Она подала Чалдонову руку с зажатой в кулаке кошкой. Чалдонов в ответ неловко протянул коробку конфет.
— Так точно-с, — пробормотал он, проклиная себя за неизвестно откуда выскочившее вертлявое словоерик. Так точно-с! Как лакей, как приказчик! Боже, стыд-то какой! Погиб, решительно погиб!
— А я — Маруся, то есть — Мария Никитична, конечно. — Маруся легко, радостно улыбнулась — над верхней губой у нее сидела маленькая каряя родинка.
Кошка, воспользовавшись всеобщим замешательством, тяжело, как комок теста, шлепнулась на пол и тотчас предусмотрительно смылась.
— Ну вот, опять упустила! — огорчилась Маруся. — Теперь она наверняка еще и гардины изорвет. Да вы не стесняйтесь, пойдемте — все заждались уж. Папа только о вас и говорит — мы все думаем, что он в вас решительно влюблен.
Это было любимое Марусино слово — решительно. Она еще раз подала Чалдонову маленькую горячую руку, теперь уже свободную, и он осторожно подержал ее в потном кулаке.
Было 28 ноября 1888 года, а 9 апреля 1889 года, на Пасху, Сергей Александрович, бледный до обморока, с трудом ворочая словами, уже сделал Марусе предложение. Оглушительно — на всю комнату — пахли влажные даже на вид, тугие, праздничные гиацинты.
— Вы согласны, Мария Никитична? — спросил Чалдонов, в случае отказа твердо решивший стреляться — или, в крайнем случае, бросить все, уйти в деревню, в скиты, в запой.
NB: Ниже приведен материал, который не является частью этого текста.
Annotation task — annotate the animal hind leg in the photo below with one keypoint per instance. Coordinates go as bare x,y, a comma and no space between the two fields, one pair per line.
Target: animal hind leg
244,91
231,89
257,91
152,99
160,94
Маруся подошла вплотную, заглянула снизу в глаза, и ее запах, очень простой, домашний и немного яблочный, разом вытеснил гиацинты, заполнил собой весь мир.
— Ну, разумеется, согласна! — весело сказала она. — Тем более что я из-за вас проспорила папе целый рубль! Он сказал, что вы непременно посватаетесь на Светлую седмицу. А я говорила, что раньше Святой Троицы ни за что не поспеете. Есть у вас рубль? — Чалдонов качнулся, вцепился белыми пальцами в край стола — удар счастья оказался такой силы, что перед глазами все поехало, поплыло, неспешно набирая ход и погромыхивая на стыках. — А что же это вы бледный такой? Голодный? — Чалдонов помотал головой, как кляча. Говорить он все еще не мог. Все еще не мог поверить. — И что же вы — совсем-совсем не рады? — продолжала настаивать Маруся. — И даже поцеловать меня не хотите? Теперь-то, наверное, можно.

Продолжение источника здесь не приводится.